Keeping horses ‘barefoot’ has never been so popular.  So, why is this and what advantage does it have over traditional shoeing?

Economy

Keeping your horse without shoes on is obviously cheaper than having him shod every four to six weeks.  You could even learn to maintain your horse’s feet yourself.  Barefoot supporters also claim that the horse’s foot is able to function more naturally without shoes and remains healthier, so you’ll have fewer vet bills too.

Healthy Hooves and Better Movement

When a rigid shoe is placed onto the horse’s foot, it takes away the foot’s ability to flex and act as a natural shock absorber.  This can lead to poor circulation inside the foot leaving it prone to injury and disease.  Shoes raise the horse’s foot so that the shock-absorbing frog is not in contact with the ground.  This leaves the hoof walls to take the strain instead, passing the concussive impact on to the joints.

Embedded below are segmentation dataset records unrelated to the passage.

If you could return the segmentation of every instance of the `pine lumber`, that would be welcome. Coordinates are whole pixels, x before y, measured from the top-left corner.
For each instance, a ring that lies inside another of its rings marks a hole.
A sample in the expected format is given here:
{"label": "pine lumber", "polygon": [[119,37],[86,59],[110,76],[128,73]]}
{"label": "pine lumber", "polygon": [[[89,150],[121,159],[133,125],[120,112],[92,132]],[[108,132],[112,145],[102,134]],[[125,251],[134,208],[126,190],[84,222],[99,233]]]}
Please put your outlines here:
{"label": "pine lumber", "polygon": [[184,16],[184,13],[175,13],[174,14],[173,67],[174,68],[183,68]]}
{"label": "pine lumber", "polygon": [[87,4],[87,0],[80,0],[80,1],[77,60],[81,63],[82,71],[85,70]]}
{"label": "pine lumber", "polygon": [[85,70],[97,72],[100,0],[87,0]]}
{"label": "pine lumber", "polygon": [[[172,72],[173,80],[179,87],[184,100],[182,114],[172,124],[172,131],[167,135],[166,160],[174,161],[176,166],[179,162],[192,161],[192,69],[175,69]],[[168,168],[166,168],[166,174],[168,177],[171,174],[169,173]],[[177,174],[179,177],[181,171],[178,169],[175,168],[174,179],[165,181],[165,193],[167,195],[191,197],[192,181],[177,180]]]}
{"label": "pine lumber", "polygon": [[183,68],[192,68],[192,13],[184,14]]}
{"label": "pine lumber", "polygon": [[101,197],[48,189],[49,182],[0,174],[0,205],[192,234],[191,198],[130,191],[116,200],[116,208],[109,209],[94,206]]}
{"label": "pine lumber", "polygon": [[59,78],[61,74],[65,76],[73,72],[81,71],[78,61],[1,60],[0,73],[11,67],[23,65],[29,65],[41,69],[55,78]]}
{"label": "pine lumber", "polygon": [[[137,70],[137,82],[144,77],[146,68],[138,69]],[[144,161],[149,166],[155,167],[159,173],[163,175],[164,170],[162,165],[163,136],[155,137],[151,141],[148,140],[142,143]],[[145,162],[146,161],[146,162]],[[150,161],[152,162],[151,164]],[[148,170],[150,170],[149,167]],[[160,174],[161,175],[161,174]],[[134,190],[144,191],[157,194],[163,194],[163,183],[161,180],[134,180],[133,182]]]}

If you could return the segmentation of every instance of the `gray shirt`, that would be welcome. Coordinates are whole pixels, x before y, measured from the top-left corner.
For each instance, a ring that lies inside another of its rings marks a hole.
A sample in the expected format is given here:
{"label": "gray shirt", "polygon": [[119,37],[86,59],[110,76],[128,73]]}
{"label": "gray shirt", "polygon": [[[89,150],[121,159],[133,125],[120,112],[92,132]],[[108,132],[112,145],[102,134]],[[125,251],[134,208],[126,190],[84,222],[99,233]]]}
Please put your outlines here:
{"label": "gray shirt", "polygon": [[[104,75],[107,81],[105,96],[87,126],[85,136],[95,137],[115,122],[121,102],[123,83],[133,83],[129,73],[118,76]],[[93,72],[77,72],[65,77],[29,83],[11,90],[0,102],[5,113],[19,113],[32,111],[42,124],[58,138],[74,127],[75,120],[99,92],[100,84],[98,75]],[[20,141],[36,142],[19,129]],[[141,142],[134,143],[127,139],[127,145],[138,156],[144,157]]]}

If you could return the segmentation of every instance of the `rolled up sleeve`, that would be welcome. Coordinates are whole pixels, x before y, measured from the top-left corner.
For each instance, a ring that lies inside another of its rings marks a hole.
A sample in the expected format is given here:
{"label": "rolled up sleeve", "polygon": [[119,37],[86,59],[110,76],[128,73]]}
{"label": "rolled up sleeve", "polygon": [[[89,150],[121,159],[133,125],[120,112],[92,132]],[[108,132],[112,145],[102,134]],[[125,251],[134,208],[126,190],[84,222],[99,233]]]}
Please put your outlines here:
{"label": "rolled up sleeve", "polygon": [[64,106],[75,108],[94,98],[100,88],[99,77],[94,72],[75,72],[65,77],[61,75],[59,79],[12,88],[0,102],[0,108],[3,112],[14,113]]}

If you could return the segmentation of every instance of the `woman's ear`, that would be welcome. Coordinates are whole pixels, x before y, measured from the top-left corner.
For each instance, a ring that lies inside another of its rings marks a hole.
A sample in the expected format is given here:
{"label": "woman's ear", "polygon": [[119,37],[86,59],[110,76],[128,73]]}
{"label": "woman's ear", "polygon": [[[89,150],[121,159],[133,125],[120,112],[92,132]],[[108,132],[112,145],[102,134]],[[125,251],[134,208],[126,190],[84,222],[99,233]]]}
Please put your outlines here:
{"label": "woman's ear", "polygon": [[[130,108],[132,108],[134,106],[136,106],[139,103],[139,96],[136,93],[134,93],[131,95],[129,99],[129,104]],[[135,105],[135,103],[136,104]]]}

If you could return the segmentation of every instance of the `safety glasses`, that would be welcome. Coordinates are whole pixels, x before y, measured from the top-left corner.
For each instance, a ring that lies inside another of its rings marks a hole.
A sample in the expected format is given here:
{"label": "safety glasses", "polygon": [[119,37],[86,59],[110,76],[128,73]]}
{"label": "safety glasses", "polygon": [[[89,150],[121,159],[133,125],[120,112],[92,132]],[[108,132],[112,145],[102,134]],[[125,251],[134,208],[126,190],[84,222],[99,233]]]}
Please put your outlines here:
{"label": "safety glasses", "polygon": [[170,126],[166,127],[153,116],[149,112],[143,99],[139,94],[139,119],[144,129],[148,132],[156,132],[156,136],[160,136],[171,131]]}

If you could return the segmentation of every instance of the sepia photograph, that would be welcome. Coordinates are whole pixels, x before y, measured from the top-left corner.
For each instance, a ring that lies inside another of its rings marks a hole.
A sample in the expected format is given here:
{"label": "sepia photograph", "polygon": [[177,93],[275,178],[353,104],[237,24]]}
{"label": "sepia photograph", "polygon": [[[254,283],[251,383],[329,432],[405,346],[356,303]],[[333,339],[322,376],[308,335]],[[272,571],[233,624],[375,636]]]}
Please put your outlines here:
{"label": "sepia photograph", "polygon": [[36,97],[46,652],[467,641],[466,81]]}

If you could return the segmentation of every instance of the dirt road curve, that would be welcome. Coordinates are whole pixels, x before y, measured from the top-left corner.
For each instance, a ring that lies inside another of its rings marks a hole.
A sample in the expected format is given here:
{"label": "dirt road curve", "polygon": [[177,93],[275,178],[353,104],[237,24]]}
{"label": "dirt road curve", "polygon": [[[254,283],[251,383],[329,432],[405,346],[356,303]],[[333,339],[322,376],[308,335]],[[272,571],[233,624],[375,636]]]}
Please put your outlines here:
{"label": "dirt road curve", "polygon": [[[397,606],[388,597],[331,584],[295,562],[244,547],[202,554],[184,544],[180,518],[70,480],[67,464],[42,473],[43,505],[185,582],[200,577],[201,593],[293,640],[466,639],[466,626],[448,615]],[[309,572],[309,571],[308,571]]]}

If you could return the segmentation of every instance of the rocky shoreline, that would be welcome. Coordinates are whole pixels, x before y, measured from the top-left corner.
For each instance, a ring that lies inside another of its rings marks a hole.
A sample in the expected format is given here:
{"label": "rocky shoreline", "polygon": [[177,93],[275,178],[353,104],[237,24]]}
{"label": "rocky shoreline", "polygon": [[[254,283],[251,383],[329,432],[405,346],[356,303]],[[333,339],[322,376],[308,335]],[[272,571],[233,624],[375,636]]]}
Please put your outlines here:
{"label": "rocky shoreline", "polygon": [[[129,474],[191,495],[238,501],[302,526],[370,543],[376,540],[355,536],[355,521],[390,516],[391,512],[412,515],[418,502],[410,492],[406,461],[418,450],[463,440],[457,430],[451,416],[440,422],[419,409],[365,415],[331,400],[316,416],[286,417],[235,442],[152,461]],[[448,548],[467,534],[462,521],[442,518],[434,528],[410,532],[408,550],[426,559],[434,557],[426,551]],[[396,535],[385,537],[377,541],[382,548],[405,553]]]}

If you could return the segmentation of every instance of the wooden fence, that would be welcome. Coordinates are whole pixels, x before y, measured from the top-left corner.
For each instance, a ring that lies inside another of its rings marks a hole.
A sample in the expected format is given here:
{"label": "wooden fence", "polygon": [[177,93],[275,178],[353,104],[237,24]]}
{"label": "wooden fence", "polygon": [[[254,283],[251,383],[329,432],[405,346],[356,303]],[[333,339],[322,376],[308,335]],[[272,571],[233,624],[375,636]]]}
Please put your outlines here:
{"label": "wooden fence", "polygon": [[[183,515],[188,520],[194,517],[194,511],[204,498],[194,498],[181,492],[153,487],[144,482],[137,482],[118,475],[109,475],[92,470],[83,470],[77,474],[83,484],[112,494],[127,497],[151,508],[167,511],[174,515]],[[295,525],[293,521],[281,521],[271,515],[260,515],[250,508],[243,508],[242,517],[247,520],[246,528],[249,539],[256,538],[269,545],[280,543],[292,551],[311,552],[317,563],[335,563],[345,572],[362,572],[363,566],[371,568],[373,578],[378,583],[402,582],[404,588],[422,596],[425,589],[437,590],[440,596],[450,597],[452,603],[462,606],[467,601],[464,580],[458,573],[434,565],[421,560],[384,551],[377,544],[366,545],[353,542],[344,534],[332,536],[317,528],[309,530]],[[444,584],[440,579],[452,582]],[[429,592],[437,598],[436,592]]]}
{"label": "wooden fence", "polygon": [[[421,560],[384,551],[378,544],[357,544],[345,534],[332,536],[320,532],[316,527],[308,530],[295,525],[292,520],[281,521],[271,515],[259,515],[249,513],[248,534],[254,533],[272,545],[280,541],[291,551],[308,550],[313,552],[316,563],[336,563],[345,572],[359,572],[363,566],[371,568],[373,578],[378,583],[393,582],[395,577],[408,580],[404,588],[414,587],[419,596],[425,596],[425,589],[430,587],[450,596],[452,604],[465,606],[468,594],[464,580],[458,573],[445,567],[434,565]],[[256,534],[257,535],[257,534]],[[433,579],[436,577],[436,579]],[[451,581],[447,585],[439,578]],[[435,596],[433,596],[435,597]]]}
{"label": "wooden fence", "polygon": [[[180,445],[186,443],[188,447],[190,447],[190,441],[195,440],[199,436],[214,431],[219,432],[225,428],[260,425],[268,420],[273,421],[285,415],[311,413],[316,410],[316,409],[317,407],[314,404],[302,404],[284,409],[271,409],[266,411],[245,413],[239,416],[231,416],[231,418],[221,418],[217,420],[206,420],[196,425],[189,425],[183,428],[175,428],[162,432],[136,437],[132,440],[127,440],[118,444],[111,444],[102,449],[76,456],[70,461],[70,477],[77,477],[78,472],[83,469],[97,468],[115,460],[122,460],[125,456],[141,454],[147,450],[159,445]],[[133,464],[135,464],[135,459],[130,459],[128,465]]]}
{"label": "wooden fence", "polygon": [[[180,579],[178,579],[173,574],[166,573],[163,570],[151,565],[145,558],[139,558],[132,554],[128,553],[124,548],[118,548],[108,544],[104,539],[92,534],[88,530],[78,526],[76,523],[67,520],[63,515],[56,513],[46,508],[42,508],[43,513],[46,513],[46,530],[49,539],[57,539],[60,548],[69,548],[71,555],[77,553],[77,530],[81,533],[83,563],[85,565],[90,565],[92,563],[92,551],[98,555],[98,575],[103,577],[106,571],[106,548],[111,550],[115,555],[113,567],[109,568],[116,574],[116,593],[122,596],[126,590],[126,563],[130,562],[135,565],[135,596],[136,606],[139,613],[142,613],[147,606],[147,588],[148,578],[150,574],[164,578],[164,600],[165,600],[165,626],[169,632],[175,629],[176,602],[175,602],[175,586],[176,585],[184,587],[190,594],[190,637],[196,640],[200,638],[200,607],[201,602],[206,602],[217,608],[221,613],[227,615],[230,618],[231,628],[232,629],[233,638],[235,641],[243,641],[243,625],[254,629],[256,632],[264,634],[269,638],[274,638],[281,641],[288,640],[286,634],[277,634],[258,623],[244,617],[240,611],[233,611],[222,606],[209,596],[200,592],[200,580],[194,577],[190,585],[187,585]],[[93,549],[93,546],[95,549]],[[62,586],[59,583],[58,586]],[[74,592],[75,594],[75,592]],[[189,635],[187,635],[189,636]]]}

The weight of a set of shoes affects the flight of the limbs, and consequently alters stride length and action.  Horses rely on feel when moving across the ground because they can’t see where they are putting their feet.  Shoes take away this sensation, making the horse more prone to stumbles and trips.  Barefoot hooves have a certain amount of grip too making them more secure on slippery surfaces like tarmac. 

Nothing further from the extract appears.